Before we look at SQL syntax in detail, let's first get ourselves set up to run SQL queries in Jupyter.
1. Load the sql
Module.
Load %%sql
cell magic.
%load_ext sql
The sql extension is already loaded. To reload it, use: %reload_ext sql
2. Connect to a database.
Here, we connect to the SQLite database basic_examples.db
.
%%sql
sqlite:///data/basic_examples.db
3. Run a simple SQL query.
Note the %%sql
lets Jupyter parse the rest of the lines as a SQL command.
%%sql
SELECT * FROM Dragon;
* sqlite:///data/basic_examples.db Done.
name | year | cute |
---|---|---|
hiccup | 2010 | 10 |
drogon | 2011 | -100 |
dragon 2 | 2019 | 0 |
puff | 2010 | 100 |
smaug | 2011 | None |
Simple query, this time on two different lines.
%%sql
SELECT *
FROM Dragon;
* sqlite:///data/basic_examples.db Done.
name | year | cute |
---|---|---|
hiccup | 2010 | 10 |
drogon | 2011 | -100 |
dragon 2 | 2019 | 0 |
puff | 2010 | 100 |
smaug | 2011 | None |
pd.read_sql
¶It turns out that pandas
has a special-purpose function to parse SQL queries.
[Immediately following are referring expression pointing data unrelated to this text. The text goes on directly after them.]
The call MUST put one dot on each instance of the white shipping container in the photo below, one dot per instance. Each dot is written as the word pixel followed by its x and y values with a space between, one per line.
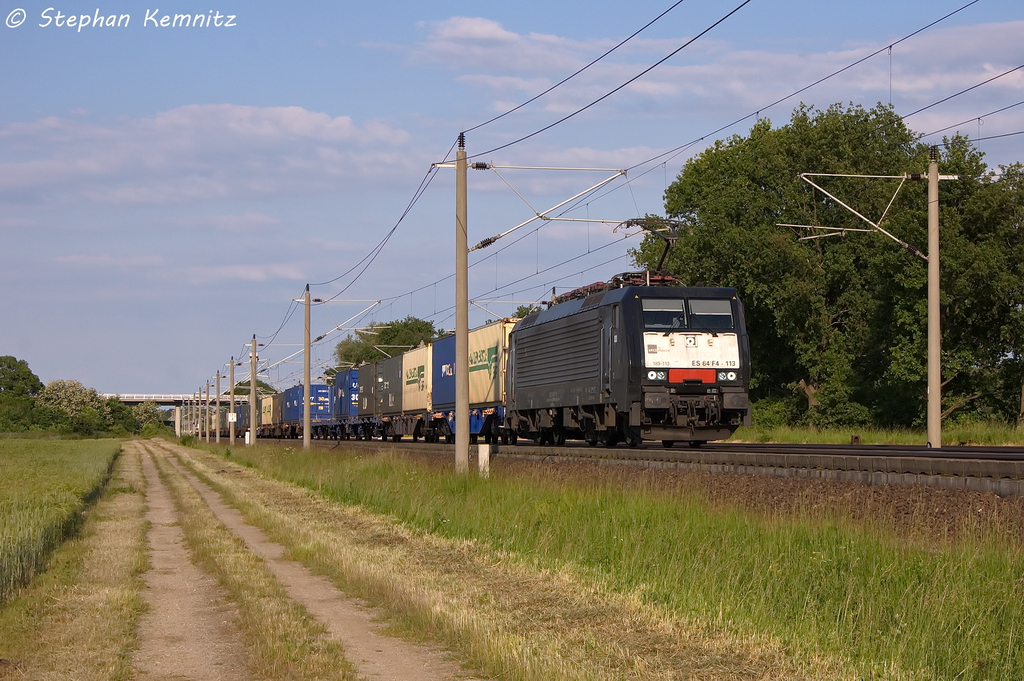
pixel 416 380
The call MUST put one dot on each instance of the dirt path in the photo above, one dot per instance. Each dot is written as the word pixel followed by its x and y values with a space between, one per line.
pixel 186 633
pixel 377 656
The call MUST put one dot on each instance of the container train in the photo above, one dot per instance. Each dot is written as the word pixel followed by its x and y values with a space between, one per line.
pixel 636 358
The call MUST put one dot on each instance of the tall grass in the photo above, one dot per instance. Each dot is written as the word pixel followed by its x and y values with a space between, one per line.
pixel 992 433
pixel 822 585
pixel 46 484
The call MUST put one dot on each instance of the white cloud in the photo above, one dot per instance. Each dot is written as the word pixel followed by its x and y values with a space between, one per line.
pixel 257 272
pixel 198 153
pixel 714 80
pixel 107 261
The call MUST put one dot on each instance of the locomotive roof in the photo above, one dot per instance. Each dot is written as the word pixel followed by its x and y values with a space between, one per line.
pixel 617 295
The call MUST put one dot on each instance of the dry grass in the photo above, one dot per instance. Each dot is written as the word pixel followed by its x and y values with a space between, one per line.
pixel 77 621
pixel 283 640
pixel 501 615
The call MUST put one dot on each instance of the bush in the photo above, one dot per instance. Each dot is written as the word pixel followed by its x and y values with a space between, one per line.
pixel 774 413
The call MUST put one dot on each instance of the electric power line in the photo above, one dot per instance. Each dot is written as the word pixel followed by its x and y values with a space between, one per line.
pixel 936 103
pixel 609 93
pixel 568 78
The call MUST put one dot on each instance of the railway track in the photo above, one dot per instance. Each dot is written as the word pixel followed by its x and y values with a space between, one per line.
pixel 995 469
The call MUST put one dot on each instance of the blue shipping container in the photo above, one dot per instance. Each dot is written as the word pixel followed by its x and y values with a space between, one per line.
pixel 320 403
pixel 346 394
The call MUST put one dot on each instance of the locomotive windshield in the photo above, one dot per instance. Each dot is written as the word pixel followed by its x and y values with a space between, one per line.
pixel 700 313
pixel 708 313
pixel 663 313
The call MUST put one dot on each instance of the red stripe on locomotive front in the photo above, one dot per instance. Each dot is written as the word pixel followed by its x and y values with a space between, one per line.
pixel 680 375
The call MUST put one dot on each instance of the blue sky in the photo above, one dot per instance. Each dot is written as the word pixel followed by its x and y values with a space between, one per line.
pixel 166 192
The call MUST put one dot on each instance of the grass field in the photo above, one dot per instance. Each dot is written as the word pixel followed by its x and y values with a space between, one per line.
pixel 46 483
pixel 970 433
pixel 822 585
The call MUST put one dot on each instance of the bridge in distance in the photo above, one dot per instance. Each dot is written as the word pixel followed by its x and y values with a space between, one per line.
pixel 171 399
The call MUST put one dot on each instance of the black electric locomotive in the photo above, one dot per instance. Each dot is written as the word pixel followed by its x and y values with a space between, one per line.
pixel 626 362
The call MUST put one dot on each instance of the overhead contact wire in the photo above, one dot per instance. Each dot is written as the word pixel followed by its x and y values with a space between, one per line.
pixel 568 78
pixel 609 93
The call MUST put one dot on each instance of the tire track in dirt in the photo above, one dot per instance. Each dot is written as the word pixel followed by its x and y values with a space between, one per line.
pixel 187 631
pixel 356 627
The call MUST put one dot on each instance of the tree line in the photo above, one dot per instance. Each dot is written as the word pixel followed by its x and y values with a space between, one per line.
pixel 67 407
pixel 838 324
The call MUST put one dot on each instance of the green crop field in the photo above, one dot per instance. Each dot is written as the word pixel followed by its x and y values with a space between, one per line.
pixel 892 603
pixel 46 484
We can pass in a SQL query as a string to return a pandas
DataFrame. To achieve the same result as we did using cell magic above, we can do the following.
1. Connect to a database
import sqlalchemy
import pandas as pd
engine = sqlalchemy.create_engine("sqlite:///data/basic_examples.db")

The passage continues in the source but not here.